A lump formed in Teddy's throat and hot tears sprung from her sleepy eyes. She was afraid, but more than anything, she felt overwhelmingly, desperately sad.

"I thought I lived in the house alone, with Snickers and my books and my papers," Rose explained. "But one day, my heart gave out. And I realized, only after I was already gone, that I had wasted my life. But then I met Mr. Poole, who had lived here much longer than me."

The old woman sounded sad, but she did not cry. She continued her tale.

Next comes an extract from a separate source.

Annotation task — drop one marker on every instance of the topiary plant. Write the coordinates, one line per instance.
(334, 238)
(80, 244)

"Mr. Poole is a brilliant, dark, lonely man," Rose said. "He took my body to the basement, to join his, and Isabelle's, and Henry's..."

"The spiders?" Teddy whispered.

Rose nodded.

"I had my second chance at life," Rose smiled sadly. "I got to meet you, my great-granddaughter."

Rose stood and kissed Teddy on the forehead.

"What will happen now?" Teddy whispered.

"I'm going to clean up the basement," Rose smiled, eyes misty.